Fla. Const. 1885, Decl. of Rights, § 11. "Rights of accused; speedy trial; etc. In all criminal prosecutions, the accused shall have the right to a speedy and public trial, by an impartial jury, in the county where the crime was committed, and shall be heard by himself, or counsel, or both, to demand the nature and cause of the accusation against him, to meet the witnesses against him face to face. and have compulsory process for the attendance of witnesses in his favor, and shall be furnished with a copy of the indictment against him." (Emphasis ours.)
U.S.Const., Amend. XIV, § 1. "All persons born or naturalized in the United States, and subject to the jurisdiction thereof, are citizens of the United States and of the State wherein they reside. No State shall make or enforce any law which shall abridge the privileges or immunities of citizens of the United States; nor shall any State deprive any person of life, liberty, or property, without due process of law; nor deny to any person within its jurisdiction the equal protection of the laws." (Emphasis ours.)
In some cases the very nature of the charge or the development of the evidence makes the ultimate decision dependent upon a single factual issue. If that issue should be whether or not the defendant is the father of a certain child, a denial of blood grouping tests could critically prejudice the defendant. In such event the negative action of the court would likely constitute an abuse of discretion and a practical denial of due process of law. The present case is not in that category. Compare People v. Bynon, 1956, 146 Cal.App.2d 7, 303 P.2d 75; State v. Snyder, 1952, 157 Ohio St. 15, 104 N.E.2d 169. In the cases just cited the guilt or innocence of the defendants necessarily hinged upon the issue of paternity and it was correctly held that the defendants were entitled to blood grouping tests.
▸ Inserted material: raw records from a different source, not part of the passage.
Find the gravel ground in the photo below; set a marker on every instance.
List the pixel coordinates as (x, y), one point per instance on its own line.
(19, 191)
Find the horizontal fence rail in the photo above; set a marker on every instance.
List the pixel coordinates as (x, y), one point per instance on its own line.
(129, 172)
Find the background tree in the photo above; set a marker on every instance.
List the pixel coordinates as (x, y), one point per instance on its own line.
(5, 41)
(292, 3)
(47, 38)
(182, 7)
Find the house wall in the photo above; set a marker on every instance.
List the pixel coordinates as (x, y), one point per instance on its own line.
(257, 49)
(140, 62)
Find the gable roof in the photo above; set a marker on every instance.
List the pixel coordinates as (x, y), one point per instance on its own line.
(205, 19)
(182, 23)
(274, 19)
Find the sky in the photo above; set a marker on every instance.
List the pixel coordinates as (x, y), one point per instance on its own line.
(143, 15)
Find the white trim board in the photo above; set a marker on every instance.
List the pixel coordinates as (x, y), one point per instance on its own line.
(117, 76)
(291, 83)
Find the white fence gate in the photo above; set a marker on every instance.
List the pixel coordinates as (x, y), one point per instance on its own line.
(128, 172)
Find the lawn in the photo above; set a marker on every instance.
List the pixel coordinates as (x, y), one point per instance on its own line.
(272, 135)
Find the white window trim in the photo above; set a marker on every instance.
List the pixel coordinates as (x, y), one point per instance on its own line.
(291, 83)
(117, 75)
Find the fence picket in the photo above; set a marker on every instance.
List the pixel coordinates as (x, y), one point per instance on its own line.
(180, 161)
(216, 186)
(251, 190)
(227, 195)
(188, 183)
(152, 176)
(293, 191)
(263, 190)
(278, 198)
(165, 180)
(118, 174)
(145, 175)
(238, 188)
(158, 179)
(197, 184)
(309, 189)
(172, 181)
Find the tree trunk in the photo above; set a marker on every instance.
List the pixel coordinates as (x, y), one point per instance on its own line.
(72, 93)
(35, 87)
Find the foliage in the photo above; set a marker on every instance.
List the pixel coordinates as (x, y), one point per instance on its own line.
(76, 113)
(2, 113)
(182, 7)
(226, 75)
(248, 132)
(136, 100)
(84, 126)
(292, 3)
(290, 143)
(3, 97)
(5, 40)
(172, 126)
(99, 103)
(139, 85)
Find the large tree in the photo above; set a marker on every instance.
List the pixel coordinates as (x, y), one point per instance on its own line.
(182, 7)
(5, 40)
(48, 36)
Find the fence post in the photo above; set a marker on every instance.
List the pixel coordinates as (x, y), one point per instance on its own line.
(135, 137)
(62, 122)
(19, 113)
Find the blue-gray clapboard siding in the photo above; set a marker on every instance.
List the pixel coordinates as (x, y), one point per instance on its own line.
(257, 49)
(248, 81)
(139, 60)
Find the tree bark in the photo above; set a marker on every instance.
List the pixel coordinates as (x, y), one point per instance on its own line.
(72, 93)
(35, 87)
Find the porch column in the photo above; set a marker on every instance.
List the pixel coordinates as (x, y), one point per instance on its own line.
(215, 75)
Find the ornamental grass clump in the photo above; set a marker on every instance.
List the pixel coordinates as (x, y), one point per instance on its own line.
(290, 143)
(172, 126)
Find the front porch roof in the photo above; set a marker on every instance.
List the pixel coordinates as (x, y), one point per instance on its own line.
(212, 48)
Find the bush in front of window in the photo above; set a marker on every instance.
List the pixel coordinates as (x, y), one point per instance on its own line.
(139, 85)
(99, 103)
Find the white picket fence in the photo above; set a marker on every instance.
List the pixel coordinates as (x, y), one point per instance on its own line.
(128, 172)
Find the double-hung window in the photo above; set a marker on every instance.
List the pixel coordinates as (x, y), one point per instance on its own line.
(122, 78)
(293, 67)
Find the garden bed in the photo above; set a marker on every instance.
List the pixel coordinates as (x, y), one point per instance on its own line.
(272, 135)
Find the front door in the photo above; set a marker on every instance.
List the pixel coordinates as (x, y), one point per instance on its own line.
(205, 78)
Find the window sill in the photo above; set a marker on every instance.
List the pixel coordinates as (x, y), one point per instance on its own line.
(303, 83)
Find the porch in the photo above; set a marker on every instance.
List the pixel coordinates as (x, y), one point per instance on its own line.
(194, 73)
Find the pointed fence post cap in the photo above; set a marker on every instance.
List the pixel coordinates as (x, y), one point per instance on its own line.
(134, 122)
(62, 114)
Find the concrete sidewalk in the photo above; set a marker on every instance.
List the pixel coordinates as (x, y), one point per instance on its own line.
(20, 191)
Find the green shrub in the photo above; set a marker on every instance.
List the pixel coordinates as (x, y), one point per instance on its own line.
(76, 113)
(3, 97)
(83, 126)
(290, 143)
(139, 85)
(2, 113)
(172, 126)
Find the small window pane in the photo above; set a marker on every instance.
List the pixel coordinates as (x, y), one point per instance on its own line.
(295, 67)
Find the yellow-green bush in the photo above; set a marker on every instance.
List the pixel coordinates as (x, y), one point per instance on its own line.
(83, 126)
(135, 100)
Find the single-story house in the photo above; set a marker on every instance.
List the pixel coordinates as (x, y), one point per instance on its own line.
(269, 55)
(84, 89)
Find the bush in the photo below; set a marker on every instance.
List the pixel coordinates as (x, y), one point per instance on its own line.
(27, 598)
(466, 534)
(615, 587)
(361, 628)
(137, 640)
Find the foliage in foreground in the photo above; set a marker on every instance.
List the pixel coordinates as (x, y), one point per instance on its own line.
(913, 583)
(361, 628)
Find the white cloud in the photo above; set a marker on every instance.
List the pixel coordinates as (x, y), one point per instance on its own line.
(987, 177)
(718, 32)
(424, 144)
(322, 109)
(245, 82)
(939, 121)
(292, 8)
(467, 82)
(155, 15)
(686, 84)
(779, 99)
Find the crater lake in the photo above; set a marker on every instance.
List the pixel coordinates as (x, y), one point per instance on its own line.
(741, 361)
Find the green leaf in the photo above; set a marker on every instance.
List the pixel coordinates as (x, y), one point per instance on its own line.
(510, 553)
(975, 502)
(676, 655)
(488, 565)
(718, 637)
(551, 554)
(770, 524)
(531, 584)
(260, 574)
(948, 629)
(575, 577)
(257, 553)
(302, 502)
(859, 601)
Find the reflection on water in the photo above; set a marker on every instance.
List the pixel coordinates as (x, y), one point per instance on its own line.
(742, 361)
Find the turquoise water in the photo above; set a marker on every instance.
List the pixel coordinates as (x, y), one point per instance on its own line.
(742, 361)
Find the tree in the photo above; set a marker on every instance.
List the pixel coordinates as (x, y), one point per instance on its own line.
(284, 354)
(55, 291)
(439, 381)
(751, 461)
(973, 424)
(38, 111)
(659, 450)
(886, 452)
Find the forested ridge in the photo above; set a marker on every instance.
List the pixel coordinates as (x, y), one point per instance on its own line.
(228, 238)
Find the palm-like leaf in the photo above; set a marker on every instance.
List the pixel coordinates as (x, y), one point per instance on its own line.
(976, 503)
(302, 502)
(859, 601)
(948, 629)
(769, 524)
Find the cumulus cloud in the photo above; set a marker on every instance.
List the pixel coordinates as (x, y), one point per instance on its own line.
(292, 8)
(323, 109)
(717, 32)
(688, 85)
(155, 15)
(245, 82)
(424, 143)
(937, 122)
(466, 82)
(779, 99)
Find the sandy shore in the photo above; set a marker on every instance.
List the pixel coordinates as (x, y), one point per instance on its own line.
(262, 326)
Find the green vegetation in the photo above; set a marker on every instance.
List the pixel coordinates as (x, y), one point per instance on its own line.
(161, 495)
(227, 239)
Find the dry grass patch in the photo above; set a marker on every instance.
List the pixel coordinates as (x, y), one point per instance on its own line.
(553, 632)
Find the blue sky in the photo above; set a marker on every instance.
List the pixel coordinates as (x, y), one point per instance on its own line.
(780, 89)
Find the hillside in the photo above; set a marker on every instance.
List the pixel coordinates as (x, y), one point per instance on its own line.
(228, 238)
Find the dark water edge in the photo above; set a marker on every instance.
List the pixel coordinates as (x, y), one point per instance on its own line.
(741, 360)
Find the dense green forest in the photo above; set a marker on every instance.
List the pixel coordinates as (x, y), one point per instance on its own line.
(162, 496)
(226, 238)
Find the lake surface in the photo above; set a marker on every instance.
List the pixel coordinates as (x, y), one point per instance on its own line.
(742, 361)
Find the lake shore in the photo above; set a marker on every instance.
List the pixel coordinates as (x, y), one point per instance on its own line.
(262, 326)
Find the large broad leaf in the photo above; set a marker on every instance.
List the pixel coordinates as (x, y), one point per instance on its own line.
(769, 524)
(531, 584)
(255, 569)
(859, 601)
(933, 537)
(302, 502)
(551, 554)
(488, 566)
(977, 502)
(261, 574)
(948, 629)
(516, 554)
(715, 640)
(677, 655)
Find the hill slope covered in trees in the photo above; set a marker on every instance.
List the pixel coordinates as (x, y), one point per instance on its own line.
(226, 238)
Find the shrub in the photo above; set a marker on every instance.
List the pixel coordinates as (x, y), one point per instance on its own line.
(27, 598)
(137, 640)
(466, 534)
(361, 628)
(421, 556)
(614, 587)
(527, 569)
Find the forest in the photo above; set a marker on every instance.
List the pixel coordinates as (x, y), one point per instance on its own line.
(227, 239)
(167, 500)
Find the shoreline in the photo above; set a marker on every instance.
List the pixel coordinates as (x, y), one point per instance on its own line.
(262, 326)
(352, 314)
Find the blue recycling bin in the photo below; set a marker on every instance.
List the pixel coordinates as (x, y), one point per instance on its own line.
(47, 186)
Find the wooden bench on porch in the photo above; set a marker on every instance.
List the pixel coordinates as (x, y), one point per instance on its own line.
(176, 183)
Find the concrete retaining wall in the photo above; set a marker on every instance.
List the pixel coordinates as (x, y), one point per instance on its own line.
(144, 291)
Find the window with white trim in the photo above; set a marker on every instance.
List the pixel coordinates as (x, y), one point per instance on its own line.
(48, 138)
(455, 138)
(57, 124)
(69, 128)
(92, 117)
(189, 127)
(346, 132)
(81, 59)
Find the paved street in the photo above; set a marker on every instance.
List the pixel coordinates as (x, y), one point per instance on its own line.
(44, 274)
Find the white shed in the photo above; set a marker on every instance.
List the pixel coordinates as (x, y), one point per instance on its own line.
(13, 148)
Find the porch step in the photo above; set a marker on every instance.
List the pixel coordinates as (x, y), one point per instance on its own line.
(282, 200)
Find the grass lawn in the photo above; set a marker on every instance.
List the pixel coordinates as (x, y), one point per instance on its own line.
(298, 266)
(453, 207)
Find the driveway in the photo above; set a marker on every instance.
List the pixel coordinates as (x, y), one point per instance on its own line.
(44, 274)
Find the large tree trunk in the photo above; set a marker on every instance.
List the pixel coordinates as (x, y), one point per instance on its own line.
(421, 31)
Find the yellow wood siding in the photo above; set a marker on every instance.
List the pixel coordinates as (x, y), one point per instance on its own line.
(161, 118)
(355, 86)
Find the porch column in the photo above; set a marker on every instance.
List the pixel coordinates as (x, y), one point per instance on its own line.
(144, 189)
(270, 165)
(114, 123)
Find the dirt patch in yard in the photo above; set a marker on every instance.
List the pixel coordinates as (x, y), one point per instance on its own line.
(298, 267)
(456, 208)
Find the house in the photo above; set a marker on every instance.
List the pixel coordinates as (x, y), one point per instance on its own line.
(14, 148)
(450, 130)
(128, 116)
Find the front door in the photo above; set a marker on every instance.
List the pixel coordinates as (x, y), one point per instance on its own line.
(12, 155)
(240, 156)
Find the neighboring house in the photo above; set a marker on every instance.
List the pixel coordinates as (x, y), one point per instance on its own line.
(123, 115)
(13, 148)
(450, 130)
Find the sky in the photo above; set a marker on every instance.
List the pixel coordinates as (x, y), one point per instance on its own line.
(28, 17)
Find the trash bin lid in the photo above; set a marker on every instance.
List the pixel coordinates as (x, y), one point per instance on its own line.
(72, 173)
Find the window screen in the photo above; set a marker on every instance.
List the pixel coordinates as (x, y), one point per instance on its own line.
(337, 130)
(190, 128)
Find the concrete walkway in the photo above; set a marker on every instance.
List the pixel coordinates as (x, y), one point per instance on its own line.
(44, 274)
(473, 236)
We are unable in this case to equate the denial of compulsory blood grouping tests with a denial of the right to compulsory process for the attendance of witnesses or a denial of due process of law. Test results, whatever they might reflect, could not effectively refute the direct cumulative testimony of other witnesses on the crucial issue. The defendant's demand for group blood testing was therefore little more than a diversionary attempt to weaken a portion of the state's case with respect to a matter which was only collaterally relevant. The complaining witness admitted her contradictory statements and offered an explanation. The jury could have believed either version and reached the same verdict.
We conclude that where the complaining witness in a prosecution for incest admits prior contradictory statements in naming the defendant as the father of her child, it is not reversible error to deny the defendant's motion for compulsory blood grouping tests for impeachment purposes where the parentage of the child is not a determinative issue and there is competent testimony of other witnesses amply supporting the verdict of the jury.
Other assignments appearing in the record have been carefully examined. There may be minor errors in a few of the court's rulings adverse to the defendant, but they are clearly insufficient to justify a reversal of the judgment. A conviction will not be reversed for errors in rulings on the admissibility of evidence or in procedural matters generally, where the evidence of guilt is strong and no fundamental rights of the defendant were violated and it appears that such errors, if any, were not prejudicial to the defendant. Settles v. State, 1918, 75 Fla. 296, 78 So. 287; Seymour v. State, 1913, 66 Fla. 133, 63 So. 7; 32 Fla.Jur., Trial § 17.
This case was very ably presented by respective counsel, the trial was fairly conducted and no prejudicial error is made to appear.
Affirmed.
SHANNON, C.J., and SMITH, J., concur.